Doch dann kommt alles ganz anders als erwartet und selbst Susan erlebt ein Desaster. Eigentlich hat nun auch sie nichts mehr zu verlieren und so entsteht die wahnwitzige Idee eines Banküberfalls. Wie gut, dass Julie Nails, einen ehemaligen Bankräuber kennt, der ihnen schnell klar macht, dass er a) dabei sein will und sie b) noch zwei weitere im Bunde brauchen. Ethel ist sofort dabei, nur Jill ist schwer zu bewegen. Doch schließlich steht der Entschluss fest.
Die schräge Rentnertruppe unternimmt einen dilettantisch durchgeführten Banküberfall  und begibt sich auf eine irrwitzige Flucht von England nach Frankreich, die so kurzweilig, spannend und humorvoll geschildert wird, dass kein Auge trocken bleibt. Dabei wird die Rentnergang vom besessenen Sergeant Boscombe und seinem gutmütigen Adjutanten Wesley gejagt.

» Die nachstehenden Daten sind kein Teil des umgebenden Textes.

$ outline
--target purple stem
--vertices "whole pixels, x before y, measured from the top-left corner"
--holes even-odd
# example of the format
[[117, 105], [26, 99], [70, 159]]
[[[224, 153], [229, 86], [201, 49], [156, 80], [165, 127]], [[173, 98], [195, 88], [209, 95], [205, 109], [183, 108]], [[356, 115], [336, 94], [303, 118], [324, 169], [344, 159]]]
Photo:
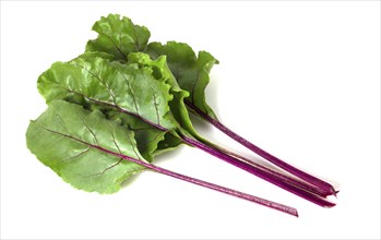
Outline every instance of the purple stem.
[[[73, 93], [75, 93], [75, 94], [80, 94], [81, 96], [84, 96], [84, 95], [82, 95], [81, 93], [78, 93], [78, 92], [73, 92]], [[130, 112], [130, 111], [128, 111], [128, 110], [126, 110], [126, 109], [122, 109], [122, 108], [120, 108], [119, 106], [116, 106], [116, 105], [112, 105], [112, 104], [109, 104], [109, 103], [105, 103], [105, 101], [99, 101], [99, 100], [96, 100], [96, 99], [93, 99], [93, 98], [88, 98], [88, 97], [86, 97], [86, 96], [84, 96], [86, 99], [88, 99], [88, 100], [91, 100], [91, 101], [93, 101], [93, 103], [95, 103], [95, 104], [98, 104], [98, 105], [106, 105], [106, 106], [109, 106], [109, 107], [112, 107], [112, 108], [116, 108], [116, 109], [118, 109], [119, 111], [121, 111], [121, 112], [124, 112], [124, 113], [127, 113], [127, 115], [131, 115], [131, 116], [134, 116], [134, 117], [136, 117], [136, 118], [139, 118], [139, 119], [141, 119], [142, 121], [144, 121], [144, 122], [146, 122], [146, 123], [148, 123], [148, 124], [151, 124], [151, 125], [153, 125], [153, 127], [155, 127], [155, 128], [157, 128], [157, 129], [159, 129], [159, 130], [162, 130], [162, 131], [168, 131], [166, 128], [164, 128], [164, 127], [162, 127], [162, 125], [159, 125], [159, 124], [156, 124], [156, 123], [154, 123], [154, 122], [152, 122], [152, 121], [150, 121], [150, 120], [147, 120], [147, 119], [145, 119], [145, 118], [142, 118], [141, 116], [138, 116], [138, 115], [134, 115], [133, 112]], [[191, 145], [193, 145], [194, 146], [194, 144], [191, 144]], [[205, 146], [206, 147], [206, 146]], [[209, 147], [209, 148], [211, 148], [211, 147]], [[212, 149], [212, 148], [211, 148]], [[214, 152], [218, 152], [218, 151], [214, 151]], [[225, 155], [227, 155], [227, 154], [225, 154]], [[216, 154], [214, 154], [214, 156], [219, 156], [219, 155], [216, 155]], [[233, 163], [236, 163], [236, 164], [233, 164], [233, 165], [235, 165], [235, 166], [237, 166], [237, 165], [240, 165], [239, 163], [242, 163], [242, 161], [240, 161], [239, 159], [236, 159], [236, 158], [234, 158], [234, 157], [231, 157], [230, 156], [230, 158], [229, 158], [229, 161], [231, 161], [231, 164]], [[245, 164], [245, 163], [243, 163]], [[251, 165], [253, 165], [253, 164], [251, 164]], [[248, 165], [248, 164], [246, 164], [246, 166], [245, 166], [245, 168], [242, 168], [242, 169], [246, 169], [247, 171], [249, 171], [249, 172], [257, 172], [258, 171], [258, 169], [255, 169], [255, 167], [254, 166], [251, 166], [251, 165]], [[250, 168], [252, 168], [251, 170], [248, 170], [248, 169], [250, 169]], [[263, 169], [266, 169], [265, 167], [262, 167]], [[259, 176], [259, 173], [254, 173], [254, 175], [257, 175], [257, 176]], [[262, 179], [265, 179], [265, 180], [267, 180], [267, 181], [271, 181], [272, 182], [272, 179], [273, 178], [276, 178], [276, 180], [275, 181], [277, 181], [277, 182], [283, 182], [283, 181], [287, 181], [287, 185], [293, 185], [293, 187], [289, 187], [289, 188], [295, 188], [295, 187], [299, 187], [299, 188], [297, 188], [297, 190], [294, 190], [294, 191], [291, 191], [291, 190], [288, 190], [288, 191], [290, 191], [290, 192], [298, 192], [298, 194], [297, 195], [299, 195], [299, 196], [301, 196], [306, 191], [311, 191], [311, 192], [314, 192], [314, 193], [317, 193], [317, 194], [319, 194], [319, 192], [317, 192], [317, 191], [312, 191], [310, 188], [308, 188], [308, 185], [303, 185], [302, 183], [297, 183], [296, 182], [296, 180], [295, 179], [291, 179], [291, 178], [288, 178], [288, 177], [286, 177], [286, 176], [283, 176], [282, 173], [279, 173], [279, 172], [274, 172], [274, 171], [272, 171], [272, 170], [270, 170], [270, 169], [266, 169], [266, 170], [262, 170], [261, 171], [261, 178]], [[291, 183], [291, 182], [294, 182], [294, 183]], [[276, 185], [279, 185], [281, 183], [278, 183], [278, 184], [276, 184]], [[275, 184], [275, 183], [274, 183]], [[286, 187], [283, 187], [284, 189], [287, 189]], [[301, 189], [305, 189], [306, 191], [303, 191], [303, 190], [301, 190]], [[300, 192], [301, 191], [301, 192]], [[306, 193], [306, 194], [308, 194], [308, 193]], [[322, 196], [324, 196], [324, 194], [319, 194], [319, 195], [322, 195]], [[303, 197], [303, 196], [302, 196]], [[303, 199], [308, 199], [307, 196], [306, 197], [303, 197]], [[317, 201], [311, 201], [311, 202], [317, 202]], [[320, 201], [318, 201], [318, 202], [320, 202]], [[326, 203], [318, 203], [319, 205], [322, 205], [322, 206], [326, 206]], [[332, 203], [331, 203], [332, 204]]]
[[269, 200], [265, 200], [265, 199], [262, 199], [262, 197], [258, 197], [258, 196], [254, 196], [254, 195], [250, 195], [250, 194], [247, 194], [247, 193], [243, 193], [243, 192], [239, 192], [239, 191], [236, 191], [236, 190], [233, 190], [233, 189], [228, 189], [228, 188], [225, 188], [225, 187], [222, 187], [222, 185], [217, 185], [217, 184], [214, 184], [214, 183], [211, 183], [211, 182], [206, 182], [206, 181], [203, 181], [203, 180], [200, 180], [200, 179], [195, 179], [195, 178], [192, 178], [192, 177], [180, 175], [180, 173], [167, 170], [165, 168], [160, 168], [160, 167], [157, 167], [155, 165], [152, 165], [152, 164], [148, 164], [148, 163], [145, 163], [145, 161], [142, 161], [142, 160], [139, 160], [139, 159], [135, 159], [135, 158], [122, 155], [122, 154], [118, 154], [118, 153], [105, 149], [105, 148], [99, 147], [99, 146], [95, 146], [95, 145], [91, 145], [91, 146], [94, 147], [94, 148], [97, 148], [99, 151], [103, 151], [105, 153], [108, 153], [108, 154], [118, 156], [120, 158], [123, 158], [124, 160], [130, 160], [130, 161], [133, 161], [135, 164], [142, 165], [142, 166], [144, 166], [144, 167], [146, 167], [146, 168], [148, 168], [148, 169], [151, 169], [153, 171], [156, 171], [158, 173], [166, 175], [166, 176], [169, 176], [169, 177], [172, 177], [172, 178], [176, 178], [176, 179], [180, 179], [182, 181], [187, 181], [187, 182], [190, 182], [190, 183], [193, 183], [193, 184], [197, 184], [197, 185], [201, 185], [201, 187], [204, 187], [204, 188], [207, 188], [207, 189], [212, 189], [212, 190], [215, 190], [215, 191], [228, 194], [228, 195], [237, 196], [239, 199], [243, 199], [243, 200], [247, 200], [247, 201], [250, 201], [250, 202], [253, 202], [253, 203], [257, 203], [257, 204], [260, 204], [260, 205], [263, 205], [263, 206], [266, 206], [266, 207], [270, 207], [270, 208], [273, 208], [273, 209], [276, 209], [276, 211], [279, 211], [279, 212], [283, 212], [283, 213], [286, 213], [286, 214], [289, 214], [289, 215], [298, 217], [298, 212], [294, 207], [286, 206], [286, 205], [283, 205], [283, 204], [279, 204], [279, 203], [275, 203], [275, 202], [272, 202], [272, 201], [269, 201]]
[[284, 181], [284, 179], [281, 177], [277, 177], [274, 175], [269, 175], [267, 171], [264, 171], [261, 168], [255, 168], [252, 165], [249, 165], [245, 161], [237, 160], [236, 158], [234, 158], [225, 153], [218, 152], [218, 151], [216, 151], [216, 149], [214, 149], [214, 148], [212, 148], [203, 143], [200, 143], [197, 140], [192, 140], [192, 139], [187, 137], [187, 136], [182, 136], [182, 140], [186, 143], [188, 143], [189, 145], [198, 147], [198, 148], [200, 148], [200, 149], [202, 149], [202, 151], [204, 151], [213, 156], [218, 157], [222, 160], [225, 160], [226, 163], [229, 163], [238, 168], [241, 168], [250, 173], [253, 173], [257, 177], [260, 177], [263, 180], [266, 180], [266, 181], [269, 181], [269, 182], [271, 182], [271, 183], [288, 191], [288, 192], [291, 192], [291, 193], [294, 193], [294, 194], [296, 194], [305, 200], [308, 200], [314, 204], [318, 204], [318, 205], [323, 206], [323, 207], [335, 206], [334, 203], [326, 201], [317, 194], [308, 192], [305, 189], [300, 189], [300, 188], [296, 187], [295, 184], [289, 183], [288, 181]]
[[270, 208], [273, 208], [273, 209], [276, 209], [276, 211], [279, 211], [279, 212], [283, 212], [283, 213], [286, 213], [286, 214], [289, 214], [289, 215], [298, 217], [298, 212], [294, 207], [286, 206], [286, 205], [283, 205], [283, 204], [279, 204], [279, 203], [275, 203], [275, 202], [272, 202], [272, 201], [269, 201], [269, 200], [265, 200], [265, 199], [262, 199], [262, 197], [258, 197], [258, 196], [254, 196], [254, 195], [250, 195], [250, 194], [247, 194], [247, 193], [243, 193], [243, 192], [239, 192], [239, 191], [236, 191], [236, 190], [233, 190], [233, 189], [228, 189], [228, 188], [225, 188], [225, 187], [222, 187], [222, 185], [217, 185], [217, 184], [214, 184], [214, 183], [211, 183], [211, 182], [206, 182], [206, 181], [203, 181], [203, 180], [200, 180], [200, 179], [195, 179], [195, 178], [192, 178], [192, 177], [180, 175], [180, 173], [167, 170], [165, 168], [157, 167], [157, 166], [152, 165], [150, 163], [146, 163], [146, 161], [143, 161], [143, 160], [140, 160], [140, 159], [135, 159], [133, 157], [126, 156], [126, 155], [123, 155], [121, 153], [115, 153], [115, 152], [106, 149], [106, 148], [104, 148], [104, 147], [102, 147], [99, 145], [94, 145], [94, 144], [87, 143], [87, 142], [85, 142], [83, 140], [80, 140], [80, 139], [76, 139], [74, 136], [71, 136], [71, 135], [68, 135], [68, 134], [64, 134], [64, 133], [60, 133], [60, 132], [57, 132], [55, 130], [50, 130], [50, 129], [45, 128], [43, 125], [39, 125], [39, 127], [45, 129], [45, 130], [47, 130], [47, 131], [49, 131], [49, 132], [52, 132], [55, 134], [59, 134], [61, 136], [68, 137], [70, 140], [73, 140], [75, 142], [82, 143], [82, 144], [87, 145], [88, 147], [92, 147], [94, 149], [98, 149], [98, 151], [100, 151], [103, 153], [107, 153], [107, 154], [120, 157], [120, 158], [122, 158], [124, 160], [129, 160], [129, 161], [133, 161], [135, 164], [142, 165], [142, 166], [144, 166], [144, 167], [146, 167], [146, 168], [148, 168], [148, 169], [151, 169], [153, 171], [156, 171], [158, 173], [166, 175], [166, 176], [169, 176], [169, 177], [172, 177], [172, 178], [177, 178], [177, 179], [180, 179], [182, 181], [187, 181], [187, 182], [190, 182], [190, 183], [193, 183], [193, 184], [198, 184], [198, 185], [201, 185], [201, 187], [204, 187], [204, 188], [207, 188], [207, 189], [212, 189], [212, 190], [215, 190], [215, 191], [228, 194], [228, 195], [237, 196], [239, 199], [243, 199], [243, 200], [247, 200], [247, 201], [250, 201], [250, 202], [253, 202], [253, 203], [257, 203], [257, 204], [260, 204], [260, 205], [263, 205], [263, 206], [266, 206], [266, 207], [270, 207]]
[[242, 157], [242, 156], [240, 156], [240, 155], [238, 155], [236, 153], [231, 153], [231, 152], [229, 152], [229, 151], [227, 151], [225, 148], [222, 148], [219, 146], [214, 146], [213, 145], [213, 147], [215, 147], [219, 152], [223, 152], [223, 153], [225, 153], [227, 155], [230, 155], [234, 158], [241, 159], [242, 161], [245, 161], [245, 163], [247, 163], [247, 164], [249, 164], [249, 165], [251, 165], [253, 167], [260, 168], [263, 171], [267, 172], [269, 175], [276, 176], [279, 179], [282, 179], [283, 181], [286, 181], [286, 182], [288, 182], [288, 183], [290, 183], [290, 184], [293, 184], [295, 187], [298, 187], [299, 189], [305, 189], [305, 190], [307, 190], [307, 191], [309, 191], [311, 193], [314, 193], [317, 195], [320, 195], [322, 197], [326, 197], [328, 195], [330, 195], [326, 191], [323, 191], [322, 189], [320, 189], [320, 188], [318, 188], [315, 185], [312, 185], [312, 184], [310, 184], [310, 183], [308, 183], [306, 181], [299, 180], [297, 178], [293, 178], [293, 177], [287, 176], [287, 175], [283, 175], [283, 173], [278, 172], [278, 171], [274, 170], [274, 169], [271, 169], [271, 168], [267, 168], [267, 167], [262, 166], [260, 164], [257, 164], [257, 163], [252, 161], [251, 159]]
[[326, 195], [336, 195], [336, 190], [333, 188], [332, 184], [318, 179], [305, 171], [301, 171], [299, 169], [297, 169], [296, 167], [281, 160], [279, 158], [271, 155], [270, 153], [265, 152], [264, 149], [255, 146], [254, 144], [250, 143], [248, 140], [243, 139], [242, 136], [238, 135], [237, 133], [235, 133], [234, 131], [231, 131], [230, 129], [228, 129], [226, 125], [224, 125], [222, 122], [219, 122], [216, 119], [211, 118], [209, 115], [206, 115], [205, 112], [203, 112], [201, 109], [199, 109], [198, 107], [195, 107], [193, 104], [186, 101], [187, 106], [190, 107], [192, 110], [194, 110], [199, 116], [201, 116], [203, 119], [205, 119], [206, 121], [209, 121], [212, 125], [214, 125], [215, 128], [217, 128], [218, 130], [221, 130], [222, 132], [224, 132], [226, 135], [228, 135], [229, 137], [231, 137], [233, 140], [237, 141], [238, 143], [240, 143], [241, 145], [243, 145], [245, 147], [249, 148], [250, 151], [254, 152], [255, 154], [258, 154], [259, 156], [263, 157], [264, 159], [269, 160], [270, 163], [276, 165], [277, 167], [293, 173], [294, 176], [309, 182], [312, 185], [315, 185], [318, 188], [320, 188], [321, 190], [323, 190], [324, 192], [326, 192]]

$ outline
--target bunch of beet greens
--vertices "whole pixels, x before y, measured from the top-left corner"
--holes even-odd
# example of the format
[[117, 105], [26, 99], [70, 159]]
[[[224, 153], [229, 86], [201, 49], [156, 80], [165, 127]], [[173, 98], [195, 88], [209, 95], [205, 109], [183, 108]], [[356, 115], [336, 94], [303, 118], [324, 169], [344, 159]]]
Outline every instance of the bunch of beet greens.
[[[209, 73], [218, 61], [187, 44], [148, 43], [150, 32], [110, 14], [93, 26], [98, 37], [83, 55], [56, 62], [38, 79], [48, 109], [26, 132], [37, 158], [74, 188], [114, 193], [121, 182], [153, 170], [297, 216], [293, 207], [166, 170], [154, 156], [181, 143], [197, 147], [320, 206], [335, 204], [328, 182], [264, 152], [221, 123], [205, 101]], [[269, 168], [211, 143], [189, 111], [269, 160]], [[284, 171], [291, 173], [289, 177]]]

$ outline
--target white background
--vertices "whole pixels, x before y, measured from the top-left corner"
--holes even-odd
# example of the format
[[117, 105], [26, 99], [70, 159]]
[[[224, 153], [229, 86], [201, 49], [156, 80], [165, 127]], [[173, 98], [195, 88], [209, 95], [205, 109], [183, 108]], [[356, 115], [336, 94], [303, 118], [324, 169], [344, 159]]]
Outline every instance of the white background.
[[[108, 13], [147, 26], [152, 40], [212, 52], [221, 64], [207, 98], [221, 120], [331, 181], [337, 206], [319, 207], [190, 147], [157, 164], [295, 206], [300, 217], [154, 172], [112, 195], [85, 193], [43, 166], [24, 136], [46, 108], [36, 80], [81, 53]], [[1, 238], [379, 239], [380, 2], [1, 2]]]

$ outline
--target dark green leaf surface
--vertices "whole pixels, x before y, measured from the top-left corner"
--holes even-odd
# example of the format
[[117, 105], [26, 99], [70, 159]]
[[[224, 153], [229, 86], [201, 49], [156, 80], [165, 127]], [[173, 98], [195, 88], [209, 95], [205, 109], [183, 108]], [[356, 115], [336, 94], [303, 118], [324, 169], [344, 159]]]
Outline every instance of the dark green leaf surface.
[[98, 33], [98, 37], [87, 43], [86, 51], [107, 52], [117, 60], [127, 60], [130, 52], [144, 51], [151, 35], [146, 27], [119, 14], [103, 16], [94, 24], [93, 31]]
[[145, 169], [105, 152], [144, 160], [132, 131], [99, 111], [63, 100], [51, 101], [37, 120], [31, 121], [26, 143], [64, 181], [90, 192], [117, 192], [122, 181]]
[[56, 62], [39, 76], [37, 86], [47, 104], [71, 99], [124, 111], [166, 129], [178, 127], [168, 107], [170, 86], [156, 81], [152, 69], [87, 55], [92, 53]]
[[197, 57], [187, 44], [168, 41], [166, 45], [151, 43], [146, 52], [154, 59], [166, 56], [170, 71], [178, 85], [190, 93], [187, 100], [210, 117], [217, 119], [205, 100], [205, 87], [209, 84], [209, 73], [218, 61], [209, 52], [200, 51]]
[[189, 92], [181, 89], [178, 85], [167, 64], [166, 56], [159, 56], [156, 60], [152, 60], [148, 55], [134, 52], [129, 56], [128, 63], [139, 63], [140, 65], [152, 68], [155, 79], [170, 86], [169, 93], [174, 98], [169, 101], [169, 108], [172, 116], [183, 130], [191, 133], [193, 136], [201, 137], [194, 130], [184, 105], [184, 98], [189, 97]]

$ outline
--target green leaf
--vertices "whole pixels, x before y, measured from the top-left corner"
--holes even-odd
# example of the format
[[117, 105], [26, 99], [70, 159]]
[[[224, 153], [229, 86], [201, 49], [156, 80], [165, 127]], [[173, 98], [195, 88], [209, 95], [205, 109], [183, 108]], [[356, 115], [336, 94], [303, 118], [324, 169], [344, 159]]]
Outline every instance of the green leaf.
[[122, 154], [144, 160], [132, 131], [99, 111], [63, 100], [31, 121], [26, 131], [27, 147], [64, 181], [76, 189], [114, 193], [121, 182], [145, 168], [122, 159]]
[[171, 151], [182, 143], [170, 132], [162, 131], [133, 116], [111, 110], [107, 112], [107, 117], [120, 121], [134, 132], [139, 152], [150, 163], [154, 160], [154, 156]]
[[184, 104], [184, 98], [189, 97], [189, 92], [181, 89], [178, 85], [167, 64], [166, 56], [159, 56], [156, 60], [152, 60], [146, 53], [134, 52], [129, 55], [128, 64], [131, 63], [139, 63], [142, 67], [152, 68], [155, 79], [170, 86], [169, 93], [174, 96], [174, 98], [169, 101], [169, 108], [174, 118], [188, 133], [191, 133], [193, 136], [201, 137], [193, 128]]
[[87, 43], [86, 51], [107, 52], [116, 60], [127, 60], [130, 52], [144, 51], [151, 36], [145, 26], [135, 25], [124, 16], [120, 19], [119, 14], [103, 16], [93, 31], [98, 37]]
[[[38, 79], [38, 89], [47, 103], [64, 99], [88, 109], [102, 110], [135, 131], [138, 148], [145, 159], [172, 149], [180, 131], [168, 103], [172, 95], [166, 81], [156, 81], [151, 68], [109, 61], [103, 53], [86, 52], [69, 62], [56, 62]], [[152, 122], [154, 125], [148, 124]], [[174, 137], [166, 136], [170, 131]], [[164, 141], [163, 144], [159, 144]]]
[[154, 59], [166, 56], [170, 71], [178, 85], [190, 93], [186, 100], [217, 119], [205, 100], [205, 88], [210, 82], [209, 73], [218, 61], [209, 52], [200, 51], [197, 57], [187, 44], [168, 41], [166, 45], [151, 43], [146, 52]]
[[69, 99], [112, 108], [165, 129], [178, 128], [168, 106], [170, 86], [156, 81], [152, 69], [87, 55], [56, 62], [38, 77], [37, 87], [47, 104]]

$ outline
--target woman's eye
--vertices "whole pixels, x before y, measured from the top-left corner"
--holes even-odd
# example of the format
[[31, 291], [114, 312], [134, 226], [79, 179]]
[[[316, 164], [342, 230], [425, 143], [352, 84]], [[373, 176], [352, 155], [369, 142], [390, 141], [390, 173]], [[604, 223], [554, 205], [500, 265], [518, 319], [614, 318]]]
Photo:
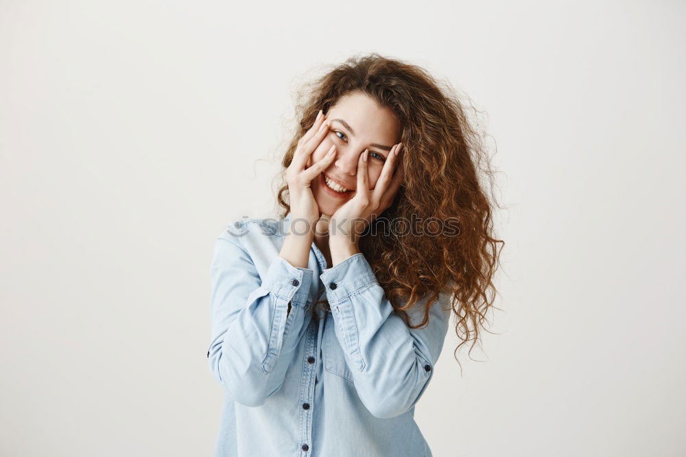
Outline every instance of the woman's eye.
[[[334, 130], [333, 132], [336, 134], [337, 137], [338, 137], [339, 138], [340, 138], [344, 141], [347, 141], [347, 139], [346, 139], [347, 138], [347, 137], [346, 137], [345, 134], [343, 133], [342, 132], [341, 132], [340, 130]], [[338, 134], [339, 133], [340, 134], [340, 135]], [[386, 160], [386, 159], [383, 158], [383, 156], [382, 156], [381, 154], [379, 154], [378, 152], [369, 152], [369, 155], [371, 156], [372, 157], [375, 157], [375, 159], [378, 159], [380, 161], [385, 161]]]

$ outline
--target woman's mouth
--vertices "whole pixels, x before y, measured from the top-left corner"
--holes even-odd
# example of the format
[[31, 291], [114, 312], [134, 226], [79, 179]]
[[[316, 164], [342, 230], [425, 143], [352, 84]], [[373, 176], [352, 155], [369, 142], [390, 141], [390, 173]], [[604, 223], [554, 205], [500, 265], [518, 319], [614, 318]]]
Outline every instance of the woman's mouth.
[[321, 174], [320, 179], [322, 180], [322, 187], [326, 189], [327, 194], [332, 197], [335, 197], [336, 198], [346, 198], [349, 194], [353, 192], [352, 190], [346, 189], [340, 184], [338, 184], [333, 180], [329, 179], [323, 173]]

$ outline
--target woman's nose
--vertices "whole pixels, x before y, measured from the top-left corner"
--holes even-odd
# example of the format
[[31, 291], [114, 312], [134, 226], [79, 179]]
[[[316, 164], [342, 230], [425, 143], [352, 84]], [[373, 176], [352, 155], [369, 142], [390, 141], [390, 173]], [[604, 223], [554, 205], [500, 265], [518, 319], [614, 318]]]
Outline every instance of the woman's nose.
[[348, 148], [344, 152], [340, 154], [333, 163], [342, 172], [354, 176], [357, 172], [357, 159], [360, 154], [362, 151]]

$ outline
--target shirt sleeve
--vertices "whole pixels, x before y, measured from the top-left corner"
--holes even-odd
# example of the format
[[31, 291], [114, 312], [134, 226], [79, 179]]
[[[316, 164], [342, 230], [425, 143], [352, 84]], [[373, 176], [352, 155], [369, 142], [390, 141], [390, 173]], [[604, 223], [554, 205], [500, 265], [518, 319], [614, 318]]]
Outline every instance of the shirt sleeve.
[[225, 233], [210, 272], [210, 368], [236, 401], [260, 406], [283, 385], [311, 319], [305, 308], [313, 271], [276, 256], [261, 279], [240, 237]]
[[[377, 417], [410, 410], [429, 385], [440, 355], [452, 294], [438, 296], [427, 327], [410, 329], [394, 314], [364, 254], [324, 270], [320, 278], [360, 400]], [[407, 312], [411, 323], [422, 322], [425, 305], [425, 298]]]

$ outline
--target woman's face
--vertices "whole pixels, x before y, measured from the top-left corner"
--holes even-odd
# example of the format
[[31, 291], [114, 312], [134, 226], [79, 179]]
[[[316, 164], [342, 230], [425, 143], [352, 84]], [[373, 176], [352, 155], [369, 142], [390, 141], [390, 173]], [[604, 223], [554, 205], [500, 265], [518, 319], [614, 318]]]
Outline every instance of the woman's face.
[[[400, 142], [401, 132], [397, 119], [390, 108], [379, 106], [370, 97], [359, 92], [339, 99], [327, 113], [327, 120], [329, 132], [312, 152], [307, 166], [323, 159], [331, 145], [336, 145], [333, 162], [311, 185], [320, 212], [330, 216], [355, 196], [360, 154], [369, 149], [368, 183], [369, 189], [374, 189], [391, 148]], [[339, 192], [331, 189], [324, 176], [352, 191]]]

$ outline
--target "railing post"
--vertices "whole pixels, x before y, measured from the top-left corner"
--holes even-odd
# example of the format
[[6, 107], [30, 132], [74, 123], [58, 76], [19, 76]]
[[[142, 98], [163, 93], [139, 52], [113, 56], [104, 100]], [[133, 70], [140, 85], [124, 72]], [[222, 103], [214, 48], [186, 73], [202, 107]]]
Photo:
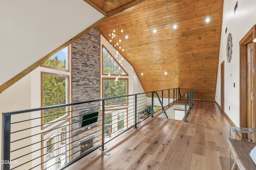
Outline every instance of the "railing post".
[[135, 126], [134, 128], [137, 129], [137, 95], [135, 95]]
[[179, 93], [179, 94], [178, 94], [179, 100], [180, 100], [180, 88], [179, 88], [178, 90], [178, 92]]
[[154, 116], [153, 115], [153, 114], [154, 114], [154, 92], [152, 92], [152, 101], [151, 102], [151, 117], [154, 117]]
[[105, 143], [105, 138], [104, 137], [104, 131], [105, 130], [105, 100], [102, 100], [102, 141], [101, 143], [101, 148], [100, 150], [104, 150], [106, 148], [104, 147], [104, 143]]
[[[2, 115], [3, 129], [2, 160], [10, 161], [11, 153], [11, 115]], [[10, 164], [2, 164], [2, 170], [9, 170]]]
[[[177, 90], [177, 89], [176, 89], [176, 90]], [[174, 103], [175, 101], [175, 89], [173, 89], [173, 103]], [[177, 98], [176, 99], [176, 100], [177, 100]]]
[[190, 110], [191, 109], [191, 102], [190, 101], [190, 93], [191, 92], [188, 92], [188, 113], [190, 113]]
[[195, 90], [193, 90], [193, 105], [195, 104]]
[[170, 89], [168, 90], [168, 106], [170, 106]]
[[[164, 90], [162, 91], [162, 103], [164, 105]], [[162, 109], [162, 110], [163, 110]]]
[[187, 121], [187, 93], [185, 93], [185, 121]]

Die Charaktere sind allesamt äußerst ausgereift und passen entweder perfekt oder so gar überhaupt nicht zueinander, dass es eine wahre Wonne ist, den Interaktionen zu folgen. Da ist zum einen die äußerst vulgäre Ethel, ein früherer Tanzstar, der für niemanden bremst und nach einem aufregenden Leben lechzt, dann ihr Konterpart, die zartbesaitete Jill, die immer alles richtig machen möchte. Julie, die einmal ein so aufregendes Leben führte und nun große Geldsorgen hat, oder Susan, die ihr beschauliches Leben abrupt ändern muss. Zu Beginn ein Kurzauftritt von Barry, dem masochistischen Sexmonster, genau wie vom alten und senilen Ganoven Nails und schließlich der ungehobelte, übermotivierte und zum Unmut seines Chefs Wilson kein Fettnäpfchen auslassende Sergeant Boscombe mit seinem beflissenen Adjutanten Wesley.

Der schwarze Humor ist an einigen Stellen sicher derb, aber so surrealistisch, dass die Derbheit einfach nicht ernst zu nehmen ist. Richtig herrlich. Natürlich ist viel überspitzt und einiges vorhersehbar, doch das ist sicher auch so gewollt, denn mit so mancher Wendung rechnet man dadurch sicher nicht und der temporeiche, trocken überzogene, humorige Erzählstil ist so anschaulich, dass ein wahrliches Kopfkino entsteht. Ebenso passt die Sprecherstimme Gerd Kösters - mit seiner etwas rauen und gelassenen Tonart - perfekt zu diesem trockenen Humor Nivens.


Fazit:
Wer schwarzen Humor mag, wird hier aufs Feinste bedient! Ich fühlte mich über 10 Stunden lang bestens unterhalten und war jederzeit gespannt, wie es weiter geht!